Fear of a Black Cat

September 30, 2011 — For ten months out of the year, I forget that I have a cat. But then Halloween comes along, and I see its sinuous black form squeezing between large orange pumpkins by the fireplace and rubbing against ratty witches and grimacing skeletons on the kitchen counter, and I’m suddenly okay with all the reasons I usually don’t want a pet.

Yeah, I’m not big into pets. I know that’s supposed to say horrible things about me as a possible mate, parent, and human being, but I have more prominent ideas and attitudes that’ll get you there way before you get to the “Doesn’t Like Pets” check box.

Truth is, I really am an animal guy. I’ve got entire shelves dedicated to nature books, I lift up every rock I pass to see what’s underneath, and when I come over to your house, I’ll play with your pet more than I will talk to you.

I just don’t like living with animals, that’s all.

Wasn’t always the case, of course. As a kid, I went through all the major divisions of Linnaeus’ animal classification system—reptiles, birds, fish, mammals, insects—but my first apartment had a no-pet rule, and I fell in love with the freedom and the lack of hair, excrement, and destroyed property that the policy forced on me. Best, it saved me from the worst thing about pet ownership…living under the cloud of one day having to either bury the poor beast in the yard or dropping it off at a veterinarian for incineration. Really hate that.

But you get so much in return for winter walks with plastic baggies on your hand, cat litter smells, and ragged, hairy couch cushions, right? Not really. I mean, if you’re a full-time pet hobbyist, have few other recourses for affection, or have kids, I think it might be true. However, pets are like teen sex. Fun in the moment, but with ramifications that could hurt the quality of your life in the future.

And, since my wife and I can’t have teen sex anymore, we ended up adopting a cat from a shelter a few years back. We got her in early September and, with our two-month-long Halloween season looming, we made sure it was a black one. And we kind of lucked out with her. She ended up not being the kind of cat you want to seal up in a wall.

She’s short-haired, meaning shedding isn’t a horrible problem and she always looks sleek; a runt, meaning she maintains a kitten-like size and litheness and is never overweight; and independent, meaning she has a low annoyance factor, although she’s still up for a scratch and lap warming if you are.

At first, we couldn’t come up with a name for her, so we just called her Kitty for like a month and a half before drunkenly christening her Eleanor one night while watching the 1963 film The Haunting just because we had a Champaign bottle handy.

But like I said, the best part of having her is what she brings to Halloween. We spend hours carefully arranging black and orange decorations to their maximum effect, and she walks gracefully past and makes them 100 times better in just the few seconds it takes for her to cross a room. She’s a living Halloween decoration.

The downside of having a black cat, though, is that it can be a terrifying experience at times.
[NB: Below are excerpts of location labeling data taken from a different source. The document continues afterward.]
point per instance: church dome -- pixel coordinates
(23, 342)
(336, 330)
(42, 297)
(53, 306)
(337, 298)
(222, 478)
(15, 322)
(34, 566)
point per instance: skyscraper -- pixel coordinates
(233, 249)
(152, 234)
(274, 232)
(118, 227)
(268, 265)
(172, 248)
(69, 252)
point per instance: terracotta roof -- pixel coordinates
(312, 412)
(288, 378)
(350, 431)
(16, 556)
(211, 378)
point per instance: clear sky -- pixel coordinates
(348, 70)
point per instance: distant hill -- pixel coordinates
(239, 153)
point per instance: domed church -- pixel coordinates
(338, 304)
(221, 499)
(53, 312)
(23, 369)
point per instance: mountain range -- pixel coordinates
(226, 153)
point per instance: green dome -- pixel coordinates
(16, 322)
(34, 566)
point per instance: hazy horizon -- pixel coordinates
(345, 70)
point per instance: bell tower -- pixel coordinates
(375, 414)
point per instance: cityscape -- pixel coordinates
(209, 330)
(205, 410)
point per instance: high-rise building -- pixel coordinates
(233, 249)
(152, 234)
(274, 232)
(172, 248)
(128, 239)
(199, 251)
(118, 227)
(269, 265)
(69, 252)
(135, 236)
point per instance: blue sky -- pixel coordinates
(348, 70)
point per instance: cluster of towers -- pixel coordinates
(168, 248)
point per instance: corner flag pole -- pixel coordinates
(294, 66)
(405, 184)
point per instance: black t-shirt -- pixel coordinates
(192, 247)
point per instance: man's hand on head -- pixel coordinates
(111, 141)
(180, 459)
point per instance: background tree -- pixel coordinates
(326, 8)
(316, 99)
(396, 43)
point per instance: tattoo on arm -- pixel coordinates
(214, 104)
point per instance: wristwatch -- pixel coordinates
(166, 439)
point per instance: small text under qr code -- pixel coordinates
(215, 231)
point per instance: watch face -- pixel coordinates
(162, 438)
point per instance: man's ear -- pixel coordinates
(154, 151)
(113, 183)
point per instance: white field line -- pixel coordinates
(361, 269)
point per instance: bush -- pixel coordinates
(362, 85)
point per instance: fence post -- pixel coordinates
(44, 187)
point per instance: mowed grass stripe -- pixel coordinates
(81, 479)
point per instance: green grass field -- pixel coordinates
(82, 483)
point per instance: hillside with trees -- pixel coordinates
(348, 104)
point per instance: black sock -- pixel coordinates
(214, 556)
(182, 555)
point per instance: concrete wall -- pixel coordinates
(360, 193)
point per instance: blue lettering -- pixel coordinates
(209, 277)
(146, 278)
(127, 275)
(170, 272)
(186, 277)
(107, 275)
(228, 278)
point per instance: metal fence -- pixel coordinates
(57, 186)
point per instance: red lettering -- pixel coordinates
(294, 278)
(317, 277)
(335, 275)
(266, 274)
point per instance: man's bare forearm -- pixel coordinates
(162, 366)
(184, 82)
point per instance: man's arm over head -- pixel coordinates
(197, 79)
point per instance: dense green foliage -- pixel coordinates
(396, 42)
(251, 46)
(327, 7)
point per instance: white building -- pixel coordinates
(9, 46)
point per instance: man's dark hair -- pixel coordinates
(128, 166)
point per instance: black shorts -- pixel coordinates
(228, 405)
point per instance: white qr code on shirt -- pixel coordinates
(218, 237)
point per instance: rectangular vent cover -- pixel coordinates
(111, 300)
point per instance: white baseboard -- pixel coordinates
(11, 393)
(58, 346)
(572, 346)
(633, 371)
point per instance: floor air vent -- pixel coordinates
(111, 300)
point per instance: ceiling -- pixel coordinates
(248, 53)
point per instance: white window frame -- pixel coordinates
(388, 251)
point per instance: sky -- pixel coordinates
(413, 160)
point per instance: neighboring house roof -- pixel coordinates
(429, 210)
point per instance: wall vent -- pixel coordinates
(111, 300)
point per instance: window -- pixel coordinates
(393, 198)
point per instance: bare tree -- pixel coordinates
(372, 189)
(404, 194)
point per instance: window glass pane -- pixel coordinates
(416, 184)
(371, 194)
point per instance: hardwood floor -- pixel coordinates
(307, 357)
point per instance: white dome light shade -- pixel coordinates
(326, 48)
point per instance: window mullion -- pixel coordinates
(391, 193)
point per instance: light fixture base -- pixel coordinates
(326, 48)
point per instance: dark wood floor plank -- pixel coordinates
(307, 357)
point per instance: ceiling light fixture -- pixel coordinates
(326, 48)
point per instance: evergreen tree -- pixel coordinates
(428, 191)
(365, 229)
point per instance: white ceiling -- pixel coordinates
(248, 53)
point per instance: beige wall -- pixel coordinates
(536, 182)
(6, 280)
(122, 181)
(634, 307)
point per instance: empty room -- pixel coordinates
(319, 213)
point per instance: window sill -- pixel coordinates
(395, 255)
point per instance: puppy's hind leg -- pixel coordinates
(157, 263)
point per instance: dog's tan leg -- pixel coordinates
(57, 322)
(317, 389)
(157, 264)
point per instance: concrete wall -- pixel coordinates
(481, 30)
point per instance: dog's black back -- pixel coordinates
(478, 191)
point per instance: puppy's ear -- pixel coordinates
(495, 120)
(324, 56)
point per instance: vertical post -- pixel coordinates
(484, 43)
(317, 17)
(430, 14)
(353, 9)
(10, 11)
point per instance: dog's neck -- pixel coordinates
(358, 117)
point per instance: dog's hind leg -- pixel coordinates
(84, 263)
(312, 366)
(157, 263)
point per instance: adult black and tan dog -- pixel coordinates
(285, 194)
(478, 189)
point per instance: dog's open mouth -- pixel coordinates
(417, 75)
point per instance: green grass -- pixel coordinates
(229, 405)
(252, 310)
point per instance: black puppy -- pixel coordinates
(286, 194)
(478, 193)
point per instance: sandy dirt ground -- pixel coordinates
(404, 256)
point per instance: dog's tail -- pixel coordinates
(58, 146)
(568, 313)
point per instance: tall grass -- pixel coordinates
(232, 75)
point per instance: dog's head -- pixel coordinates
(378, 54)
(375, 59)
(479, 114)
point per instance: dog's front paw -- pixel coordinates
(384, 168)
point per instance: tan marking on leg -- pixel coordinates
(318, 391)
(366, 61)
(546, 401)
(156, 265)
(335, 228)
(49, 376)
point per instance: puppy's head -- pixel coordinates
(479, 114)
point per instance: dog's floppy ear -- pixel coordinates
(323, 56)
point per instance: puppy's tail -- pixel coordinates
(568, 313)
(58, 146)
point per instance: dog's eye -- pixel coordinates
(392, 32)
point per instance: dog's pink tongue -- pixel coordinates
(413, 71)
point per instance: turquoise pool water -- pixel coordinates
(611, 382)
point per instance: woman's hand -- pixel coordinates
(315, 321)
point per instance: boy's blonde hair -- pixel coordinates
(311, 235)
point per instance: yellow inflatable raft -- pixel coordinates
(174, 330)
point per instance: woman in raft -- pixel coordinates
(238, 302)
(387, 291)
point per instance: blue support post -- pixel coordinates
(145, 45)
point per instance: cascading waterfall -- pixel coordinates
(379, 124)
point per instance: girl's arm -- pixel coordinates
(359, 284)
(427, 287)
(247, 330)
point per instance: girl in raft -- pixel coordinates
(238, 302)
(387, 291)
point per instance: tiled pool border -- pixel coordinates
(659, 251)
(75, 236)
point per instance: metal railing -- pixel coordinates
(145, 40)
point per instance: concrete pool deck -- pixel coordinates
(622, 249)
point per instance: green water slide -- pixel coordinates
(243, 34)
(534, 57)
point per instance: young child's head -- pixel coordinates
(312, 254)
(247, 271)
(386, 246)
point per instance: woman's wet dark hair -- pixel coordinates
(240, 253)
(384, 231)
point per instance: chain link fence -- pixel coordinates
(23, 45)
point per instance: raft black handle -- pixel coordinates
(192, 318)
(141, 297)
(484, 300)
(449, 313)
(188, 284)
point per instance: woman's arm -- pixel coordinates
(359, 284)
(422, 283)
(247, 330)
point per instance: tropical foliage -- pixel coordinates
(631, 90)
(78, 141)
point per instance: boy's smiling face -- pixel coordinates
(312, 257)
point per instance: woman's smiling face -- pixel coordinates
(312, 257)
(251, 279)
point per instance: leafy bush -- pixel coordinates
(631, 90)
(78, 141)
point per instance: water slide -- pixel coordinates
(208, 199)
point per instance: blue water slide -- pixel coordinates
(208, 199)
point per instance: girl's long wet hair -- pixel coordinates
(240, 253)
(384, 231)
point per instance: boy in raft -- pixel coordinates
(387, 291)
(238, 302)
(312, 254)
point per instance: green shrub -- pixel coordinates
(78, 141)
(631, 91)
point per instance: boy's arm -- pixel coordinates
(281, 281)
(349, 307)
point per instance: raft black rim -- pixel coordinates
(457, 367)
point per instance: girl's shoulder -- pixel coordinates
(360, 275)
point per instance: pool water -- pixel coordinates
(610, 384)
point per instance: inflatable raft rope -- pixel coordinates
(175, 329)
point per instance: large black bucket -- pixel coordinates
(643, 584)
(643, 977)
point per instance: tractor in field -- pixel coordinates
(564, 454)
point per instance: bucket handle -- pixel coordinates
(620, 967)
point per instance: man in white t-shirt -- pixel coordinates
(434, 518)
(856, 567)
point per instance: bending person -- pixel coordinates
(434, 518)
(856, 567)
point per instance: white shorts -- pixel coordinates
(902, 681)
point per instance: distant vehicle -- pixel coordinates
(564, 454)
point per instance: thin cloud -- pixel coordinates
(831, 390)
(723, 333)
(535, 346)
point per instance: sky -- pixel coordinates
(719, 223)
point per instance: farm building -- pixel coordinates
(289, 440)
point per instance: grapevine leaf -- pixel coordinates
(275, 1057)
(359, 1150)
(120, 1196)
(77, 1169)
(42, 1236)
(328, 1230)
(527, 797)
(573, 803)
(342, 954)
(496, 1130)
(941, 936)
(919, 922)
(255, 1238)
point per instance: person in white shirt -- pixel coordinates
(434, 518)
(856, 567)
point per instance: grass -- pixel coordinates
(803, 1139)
As a guy who stays up late at night with the lights out writing, I can assure you that its nocturnal camouflage and whisper movement has done wonders for my cardiovascular health.

There’s nothing like being in the middle of a particular tricky sentence and having a black cat drop out of the ceiling fan onto your keyboard or staring into a corner in frozen terror because you’re sure something moved and are pretty sure it’s the cat but don’t want to take any chances or having it predict your death by arranging dead insects into sentences and images. Black cats are daggone spooky.

Of course, at Halloween, that’s also an upside.

Did you finish this post? Because it was about a cat. Just wondering. I’ve got better content lined up. Honest.